Sebagai wujud demokrasi, di desa dibentuk Badan Perwakilan Desa yang berfungsi sebagai lembaga legislatif dan pengawas terhadap pelaksanaan peraturan desa, Anggaran Pendapatan dan Belanja Desa, serta keputusan kepala desa. Untuk itu, kepala desa dengan persetujuan Badan Perwakilan Desa mempunyai kewenangan untuk melakukan perbuatan hukum dan mengadakan perjanjian yang saling menguntungkan dengan pihak lain, menetapkan sumber-sumber pendapatan desa, menerima sumbangan dari pihak ketiga, dan melakukan pinjaman desa. Kemudian berdasarkan hak atas asal-usul desa bersangkutan, kepala desa dapat mendamaikan perkara atau sengketa yang terjadi diantara warganya (HAW. Widjaja, 2004: 165).

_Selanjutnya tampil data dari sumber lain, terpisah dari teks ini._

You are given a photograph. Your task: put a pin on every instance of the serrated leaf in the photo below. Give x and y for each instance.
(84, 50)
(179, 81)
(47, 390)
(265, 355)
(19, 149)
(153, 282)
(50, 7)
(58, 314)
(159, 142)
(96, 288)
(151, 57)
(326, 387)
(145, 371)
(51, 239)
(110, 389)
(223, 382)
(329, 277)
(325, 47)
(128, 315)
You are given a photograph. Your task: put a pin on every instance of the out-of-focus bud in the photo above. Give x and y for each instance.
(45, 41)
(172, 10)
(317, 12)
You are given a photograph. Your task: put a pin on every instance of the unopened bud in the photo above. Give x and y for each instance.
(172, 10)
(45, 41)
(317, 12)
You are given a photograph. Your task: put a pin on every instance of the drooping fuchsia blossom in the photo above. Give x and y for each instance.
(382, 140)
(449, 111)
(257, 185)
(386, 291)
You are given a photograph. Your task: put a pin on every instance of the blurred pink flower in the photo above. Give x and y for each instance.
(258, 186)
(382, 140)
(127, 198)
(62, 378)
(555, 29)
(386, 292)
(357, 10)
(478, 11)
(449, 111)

Dengan demikian, desa yang diatur dalam Undang-undang Nomor 32 Tahun 2004 tentang Pemerintahan Daerah merupakan transisi dari desa seragam yang diciptakan Undang-undang Nomor 5 Tahun 1979 dan sekaligus memberi landasan yang kuat bagi terwujudnya “Development Community” dimana desa tidak lagi sebagai level administrasi atau bawahan daerah akan tetapi justru sebaliknya desa merupakan “Independent Community” yaitu desa dan masyarakatnya berhak berbicara atas kepentingan masyarakat sendiri (HAW. Widjaja, 2004: 166).

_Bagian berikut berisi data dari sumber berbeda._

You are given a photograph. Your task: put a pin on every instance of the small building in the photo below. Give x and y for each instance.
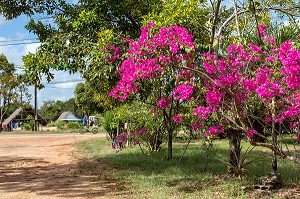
(68, 116)
(14, 120)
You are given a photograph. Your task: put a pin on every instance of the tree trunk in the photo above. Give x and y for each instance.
(234, 137)
(170, 138)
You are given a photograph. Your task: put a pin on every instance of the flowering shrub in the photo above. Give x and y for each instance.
(267, 74)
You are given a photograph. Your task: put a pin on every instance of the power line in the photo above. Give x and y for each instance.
(57, 87)
(15, 44)
(68, 81)
(6, 41)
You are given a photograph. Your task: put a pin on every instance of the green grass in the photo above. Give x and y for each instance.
(59, 131)
(200, 174)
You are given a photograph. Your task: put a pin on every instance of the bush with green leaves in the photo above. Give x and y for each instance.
(59, 124)
(139, 118)
(73, 125)
(29, 126)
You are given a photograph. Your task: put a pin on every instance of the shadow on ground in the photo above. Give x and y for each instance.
(19, 174)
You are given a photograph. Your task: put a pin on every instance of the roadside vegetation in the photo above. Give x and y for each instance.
(201, 173)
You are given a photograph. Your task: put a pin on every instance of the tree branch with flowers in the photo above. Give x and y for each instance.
(246, 74)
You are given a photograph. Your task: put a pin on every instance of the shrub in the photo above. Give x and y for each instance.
(59, 124)
(73, 125)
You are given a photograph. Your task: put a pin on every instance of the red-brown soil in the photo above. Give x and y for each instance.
(44, 167)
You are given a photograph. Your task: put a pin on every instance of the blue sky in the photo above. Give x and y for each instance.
(14, 30)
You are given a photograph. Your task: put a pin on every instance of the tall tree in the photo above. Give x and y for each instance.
(10, 85)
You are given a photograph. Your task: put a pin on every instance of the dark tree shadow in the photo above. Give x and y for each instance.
(60, 180)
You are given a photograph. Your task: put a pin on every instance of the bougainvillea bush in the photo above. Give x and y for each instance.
(233, 85)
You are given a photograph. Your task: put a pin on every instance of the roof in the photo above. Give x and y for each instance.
(68, 116)
(12, 116)
(30, 111)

Namun harus selalu diingat bahwa tiada hak tanpa kewajiban, tiada kewenangan tanpa tanggung jawab, dan tiada kebebasan tanpa batas. Oleh karena itu, dalam pelaksanaan hak, kewajiban, dan kebebasan dalam penyelenggaraan otonomi desa, jangan dilakukan secara sewenang-wenang sehingga desa merasa seakan lepas dari ikatan Negara Kesatuan Republik Indonesia, tidak mempunyai hubungan dengan kecamatan, kabupaten/kota, propinsi, atau pun dengan pemerintah pusat, bertindak semau sendiri dan membuat peraturan desa tanpa memperhatikan peraturan perundang-undangan yang lebih tinggi tingkatannya (HAW. Widjaja, 2004: 166).
Pelaksanaan hak, wewenang, dan kebebasan otonomi desa menuntut tanggung jawab untuk memelihara integritas, persatuan, dan kesatuan bangsa dalam ikatan Negara Kesatuan Republik Indonesia dan tanggung jawab untuk mewujudkan kesejahteraan rakyat yang dilaksanakan dalam koridor peraturan perundang-undangan yang berlaku (HAW. Widjaja, 2004: 166).